Fini la corvée d’acheter un billet à chaque trajet. Avec le sans contact, un simple geste suffit pour payer et valider votre voyage dans les transports en commun.
Dans les bus, métros et tramways équipés, une nouvelle génération de valideurs change la donne. Plus besoin de chercher de la monnaie, de passer par un distributeur ou de télécharger une application. Il suffit d’approcher sa carte bancaire de la borne. En une fraction de seconde, le paiement est effectué et le droit de voyager est enregistré. Le justificatif, ce n’est plus un ticket papier. C’est la carte elle même. En cas de contrôle, l’agent scanne simplement le support pour vérifier qu’un voyage valide a bien été enregistré. Aucune information personnelle ni donnée bancaire n’est consultée à cet instant. Seul un code d’authentification avec la date, l’heure et le lieu du passage est conservé. Ce système permet aussi de gérer les correspondances. Si vous enchaînez plusieurs trajets dans une même fenêtre de temps, vous ne payez qu’un seul voyage.
Pour les opérateurs, cet outil simplifie la gestion à bord. Fini l’argent liquide, les files d’attente aux guichets et les conducteurs contraints de jouer les caissiers. Pour l’usager, c’est la fin des excuses. Vous n’avez pas de monnaie, vous avez oublié votre pass ou vous êtes de passage dans une ville inconnue. La carte bancaire devient la solution de secours universelle. Les parents peuvent même voyager avec plusieurs enfants en passant plusieurs fois la même carte, jusqu’à quatre billets sur un même support. Le système est rapide. Chaque montée s’effectue en un geste, sans manipulation supplémentaire. Résultat, le trafic est plus fluide, les engorgements aux portes diminuent.
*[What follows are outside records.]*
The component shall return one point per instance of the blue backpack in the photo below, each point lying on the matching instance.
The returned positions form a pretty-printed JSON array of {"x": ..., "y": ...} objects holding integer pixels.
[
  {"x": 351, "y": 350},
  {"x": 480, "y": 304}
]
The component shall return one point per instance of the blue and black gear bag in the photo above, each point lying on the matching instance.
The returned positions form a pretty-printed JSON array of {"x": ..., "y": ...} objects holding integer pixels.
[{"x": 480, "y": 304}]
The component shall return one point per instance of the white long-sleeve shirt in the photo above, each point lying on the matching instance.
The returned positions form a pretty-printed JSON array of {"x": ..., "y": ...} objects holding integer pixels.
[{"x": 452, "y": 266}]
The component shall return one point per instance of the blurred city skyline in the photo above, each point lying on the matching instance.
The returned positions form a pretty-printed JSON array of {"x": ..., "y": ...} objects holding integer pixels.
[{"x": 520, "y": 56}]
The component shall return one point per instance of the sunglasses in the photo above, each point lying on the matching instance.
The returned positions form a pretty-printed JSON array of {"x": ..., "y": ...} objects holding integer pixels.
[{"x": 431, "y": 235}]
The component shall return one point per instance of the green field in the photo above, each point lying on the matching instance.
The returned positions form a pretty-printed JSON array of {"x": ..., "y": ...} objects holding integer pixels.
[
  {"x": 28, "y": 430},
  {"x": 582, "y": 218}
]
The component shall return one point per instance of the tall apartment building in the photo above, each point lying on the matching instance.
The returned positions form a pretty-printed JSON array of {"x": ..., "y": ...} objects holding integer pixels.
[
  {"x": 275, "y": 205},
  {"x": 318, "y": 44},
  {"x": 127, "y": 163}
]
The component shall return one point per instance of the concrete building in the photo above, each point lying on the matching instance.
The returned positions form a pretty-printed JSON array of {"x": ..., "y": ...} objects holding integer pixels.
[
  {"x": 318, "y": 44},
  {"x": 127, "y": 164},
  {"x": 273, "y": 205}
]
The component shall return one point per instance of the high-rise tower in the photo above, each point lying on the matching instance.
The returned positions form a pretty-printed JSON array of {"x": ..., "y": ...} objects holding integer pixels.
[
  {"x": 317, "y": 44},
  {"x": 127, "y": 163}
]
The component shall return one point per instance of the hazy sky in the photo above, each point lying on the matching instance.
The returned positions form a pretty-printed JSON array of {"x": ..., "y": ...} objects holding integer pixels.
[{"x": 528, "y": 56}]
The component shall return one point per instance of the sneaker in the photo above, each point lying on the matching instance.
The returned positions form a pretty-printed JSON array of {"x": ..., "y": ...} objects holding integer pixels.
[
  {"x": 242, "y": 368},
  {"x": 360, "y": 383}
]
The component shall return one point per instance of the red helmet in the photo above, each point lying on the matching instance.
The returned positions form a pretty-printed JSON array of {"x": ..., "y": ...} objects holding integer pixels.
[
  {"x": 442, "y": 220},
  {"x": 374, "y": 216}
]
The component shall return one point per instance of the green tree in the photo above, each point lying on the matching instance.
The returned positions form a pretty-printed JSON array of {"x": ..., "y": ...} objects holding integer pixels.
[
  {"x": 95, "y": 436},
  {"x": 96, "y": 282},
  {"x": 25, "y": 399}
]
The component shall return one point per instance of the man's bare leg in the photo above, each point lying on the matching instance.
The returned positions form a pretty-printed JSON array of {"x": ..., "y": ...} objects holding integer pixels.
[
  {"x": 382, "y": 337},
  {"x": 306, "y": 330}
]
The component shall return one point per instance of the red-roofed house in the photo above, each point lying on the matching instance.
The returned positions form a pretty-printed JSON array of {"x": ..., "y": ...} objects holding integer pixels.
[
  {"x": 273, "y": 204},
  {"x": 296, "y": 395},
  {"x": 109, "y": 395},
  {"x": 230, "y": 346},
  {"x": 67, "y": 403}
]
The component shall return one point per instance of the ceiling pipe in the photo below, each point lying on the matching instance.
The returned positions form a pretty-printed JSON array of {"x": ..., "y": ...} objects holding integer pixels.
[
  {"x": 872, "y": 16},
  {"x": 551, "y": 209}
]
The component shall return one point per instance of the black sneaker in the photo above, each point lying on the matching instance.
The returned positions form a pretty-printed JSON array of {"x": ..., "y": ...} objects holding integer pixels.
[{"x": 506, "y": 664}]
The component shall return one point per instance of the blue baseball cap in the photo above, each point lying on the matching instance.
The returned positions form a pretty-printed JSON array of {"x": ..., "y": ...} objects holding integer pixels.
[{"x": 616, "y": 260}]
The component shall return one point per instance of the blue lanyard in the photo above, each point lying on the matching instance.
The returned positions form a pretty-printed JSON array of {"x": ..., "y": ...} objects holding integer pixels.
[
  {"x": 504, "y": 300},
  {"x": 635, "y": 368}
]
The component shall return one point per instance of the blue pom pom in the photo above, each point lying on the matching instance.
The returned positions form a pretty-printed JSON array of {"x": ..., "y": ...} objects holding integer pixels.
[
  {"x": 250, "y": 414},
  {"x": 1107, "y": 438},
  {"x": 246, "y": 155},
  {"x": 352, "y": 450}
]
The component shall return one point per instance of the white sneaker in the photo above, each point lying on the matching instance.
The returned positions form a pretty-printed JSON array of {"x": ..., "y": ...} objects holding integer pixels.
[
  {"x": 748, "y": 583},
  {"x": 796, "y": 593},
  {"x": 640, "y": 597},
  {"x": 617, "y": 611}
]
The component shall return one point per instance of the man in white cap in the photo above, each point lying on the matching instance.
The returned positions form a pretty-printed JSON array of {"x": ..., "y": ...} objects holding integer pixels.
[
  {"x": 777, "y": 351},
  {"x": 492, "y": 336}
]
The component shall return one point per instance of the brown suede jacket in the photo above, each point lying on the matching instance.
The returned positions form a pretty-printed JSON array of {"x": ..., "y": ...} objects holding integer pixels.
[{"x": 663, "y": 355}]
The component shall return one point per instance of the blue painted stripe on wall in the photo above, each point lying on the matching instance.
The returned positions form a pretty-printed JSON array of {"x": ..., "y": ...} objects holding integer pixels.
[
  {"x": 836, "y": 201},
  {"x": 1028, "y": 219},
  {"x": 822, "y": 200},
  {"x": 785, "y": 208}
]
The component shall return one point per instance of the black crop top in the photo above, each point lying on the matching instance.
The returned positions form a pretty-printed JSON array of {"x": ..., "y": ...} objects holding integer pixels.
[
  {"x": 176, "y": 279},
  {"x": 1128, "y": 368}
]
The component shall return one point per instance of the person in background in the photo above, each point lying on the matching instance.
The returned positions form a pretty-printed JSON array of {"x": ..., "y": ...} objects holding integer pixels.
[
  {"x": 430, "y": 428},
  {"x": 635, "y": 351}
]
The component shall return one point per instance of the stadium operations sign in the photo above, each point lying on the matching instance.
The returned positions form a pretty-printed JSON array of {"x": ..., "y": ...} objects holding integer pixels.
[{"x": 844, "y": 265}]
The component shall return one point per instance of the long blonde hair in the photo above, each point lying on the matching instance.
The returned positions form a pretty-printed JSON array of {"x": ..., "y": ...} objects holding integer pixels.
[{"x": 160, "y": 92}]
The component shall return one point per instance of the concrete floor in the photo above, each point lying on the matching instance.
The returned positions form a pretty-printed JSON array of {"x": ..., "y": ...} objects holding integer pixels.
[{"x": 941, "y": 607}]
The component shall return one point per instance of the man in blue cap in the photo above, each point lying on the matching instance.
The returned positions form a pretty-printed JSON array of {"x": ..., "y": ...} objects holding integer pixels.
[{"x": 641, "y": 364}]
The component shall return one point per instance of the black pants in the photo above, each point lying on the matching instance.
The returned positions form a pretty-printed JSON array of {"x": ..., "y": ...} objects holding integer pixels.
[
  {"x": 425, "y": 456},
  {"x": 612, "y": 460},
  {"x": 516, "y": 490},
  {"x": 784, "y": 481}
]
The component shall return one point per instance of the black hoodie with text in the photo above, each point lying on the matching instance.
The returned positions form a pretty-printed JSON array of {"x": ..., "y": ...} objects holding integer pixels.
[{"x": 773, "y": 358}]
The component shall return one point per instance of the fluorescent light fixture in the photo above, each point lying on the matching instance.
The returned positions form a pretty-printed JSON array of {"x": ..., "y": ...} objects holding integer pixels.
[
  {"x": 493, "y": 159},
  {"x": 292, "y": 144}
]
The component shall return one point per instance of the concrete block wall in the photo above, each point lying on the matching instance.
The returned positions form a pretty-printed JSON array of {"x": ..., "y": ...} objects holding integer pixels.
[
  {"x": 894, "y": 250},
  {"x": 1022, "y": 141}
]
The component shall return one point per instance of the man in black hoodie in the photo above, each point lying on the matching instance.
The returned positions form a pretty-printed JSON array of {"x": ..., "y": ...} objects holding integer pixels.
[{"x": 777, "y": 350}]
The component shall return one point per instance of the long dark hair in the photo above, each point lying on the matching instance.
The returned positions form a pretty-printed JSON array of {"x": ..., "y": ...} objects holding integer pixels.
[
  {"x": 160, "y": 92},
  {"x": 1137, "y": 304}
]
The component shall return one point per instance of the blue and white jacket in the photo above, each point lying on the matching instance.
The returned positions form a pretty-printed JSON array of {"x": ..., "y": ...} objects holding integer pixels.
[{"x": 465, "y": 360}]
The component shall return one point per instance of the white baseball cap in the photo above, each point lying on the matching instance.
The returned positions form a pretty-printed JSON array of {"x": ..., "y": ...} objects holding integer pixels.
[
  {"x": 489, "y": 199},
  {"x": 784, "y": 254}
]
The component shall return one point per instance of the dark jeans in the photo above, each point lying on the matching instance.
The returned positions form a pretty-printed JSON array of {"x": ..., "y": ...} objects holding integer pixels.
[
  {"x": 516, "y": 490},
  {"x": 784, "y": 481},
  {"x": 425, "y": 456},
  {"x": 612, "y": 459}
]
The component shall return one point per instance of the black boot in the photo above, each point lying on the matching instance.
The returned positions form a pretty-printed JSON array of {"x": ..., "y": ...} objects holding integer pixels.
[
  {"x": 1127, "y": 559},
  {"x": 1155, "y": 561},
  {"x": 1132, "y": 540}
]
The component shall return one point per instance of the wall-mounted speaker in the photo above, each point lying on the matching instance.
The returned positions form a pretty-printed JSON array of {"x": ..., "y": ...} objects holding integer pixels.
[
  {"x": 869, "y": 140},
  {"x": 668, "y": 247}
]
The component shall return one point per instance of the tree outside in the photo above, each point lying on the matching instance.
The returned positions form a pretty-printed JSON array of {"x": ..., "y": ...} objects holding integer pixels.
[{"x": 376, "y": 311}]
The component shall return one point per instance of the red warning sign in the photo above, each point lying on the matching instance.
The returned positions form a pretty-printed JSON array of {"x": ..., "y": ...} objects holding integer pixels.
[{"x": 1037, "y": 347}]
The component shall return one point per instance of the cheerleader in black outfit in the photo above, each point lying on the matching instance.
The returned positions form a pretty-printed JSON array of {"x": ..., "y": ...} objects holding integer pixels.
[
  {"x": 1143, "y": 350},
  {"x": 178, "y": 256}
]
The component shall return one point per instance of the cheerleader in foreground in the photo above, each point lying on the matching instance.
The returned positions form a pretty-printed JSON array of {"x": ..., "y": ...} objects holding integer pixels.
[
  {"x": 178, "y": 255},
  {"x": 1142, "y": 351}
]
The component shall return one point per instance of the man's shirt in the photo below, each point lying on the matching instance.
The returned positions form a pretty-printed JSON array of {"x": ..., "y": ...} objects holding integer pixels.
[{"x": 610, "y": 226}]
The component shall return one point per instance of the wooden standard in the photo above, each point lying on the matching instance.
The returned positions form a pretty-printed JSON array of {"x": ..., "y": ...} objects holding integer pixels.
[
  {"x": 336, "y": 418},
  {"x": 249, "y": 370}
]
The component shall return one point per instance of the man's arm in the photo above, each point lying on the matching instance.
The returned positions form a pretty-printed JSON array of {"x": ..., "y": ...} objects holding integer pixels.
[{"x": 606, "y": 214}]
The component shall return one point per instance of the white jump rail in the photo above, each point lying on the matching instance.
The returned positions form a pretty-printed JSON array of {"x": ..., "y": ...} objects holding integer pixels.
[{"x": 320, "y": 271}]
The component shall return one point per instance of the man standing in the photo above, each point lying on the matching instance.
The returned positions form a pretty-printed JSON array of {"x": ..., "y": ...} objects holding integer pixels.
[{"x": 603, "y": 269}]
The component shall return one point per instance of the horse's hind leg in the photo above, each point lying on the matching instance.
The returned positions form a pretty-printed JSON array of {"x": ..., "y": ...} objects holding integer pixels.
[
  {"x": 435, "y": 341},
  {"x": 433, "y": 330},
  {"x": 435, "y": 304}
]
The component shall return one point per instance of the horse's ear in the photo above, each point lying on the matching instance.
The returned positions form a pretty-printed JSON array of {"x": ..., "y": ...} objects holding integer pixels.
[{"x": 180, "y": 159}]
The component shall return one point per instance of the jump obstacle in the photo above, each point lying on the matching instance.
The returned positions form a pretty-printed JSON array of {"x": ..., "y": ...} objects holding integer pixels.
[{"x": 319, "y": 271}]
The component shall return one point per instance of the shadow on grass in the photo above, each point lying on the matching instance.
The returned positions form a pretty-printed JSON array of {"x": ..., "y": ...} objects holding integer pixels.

Cette évolution ne remplace pourtant pas les abonnements ou les tickets achetés en avance. La carte bancaire sert surtout pour les trajets occasionnels ou les imprévus. Son prix est souvent plus élevé que celui d’un ticket classique. Le montant débité peut même varier après le trajet, selon la durée réelle. Mais le mouvement s’accélère. Plus de 110 réseaux français proposent déjà cette option. Dijon a été pionnière en 2018. Lyon, Bordeaux, Grenoble, Lille, Amiens ou Rennes ont suivi. En région parisienne, le déploiement est plus prudent mais des milliers de gares et stations sont équipées. À Londres, le sans contact est devenu la norme depuis plus de dix ans. À Bruxelles aussi, le système fonctionne. Autant dire que le ticket papier n’a plus vraiment d’avenir.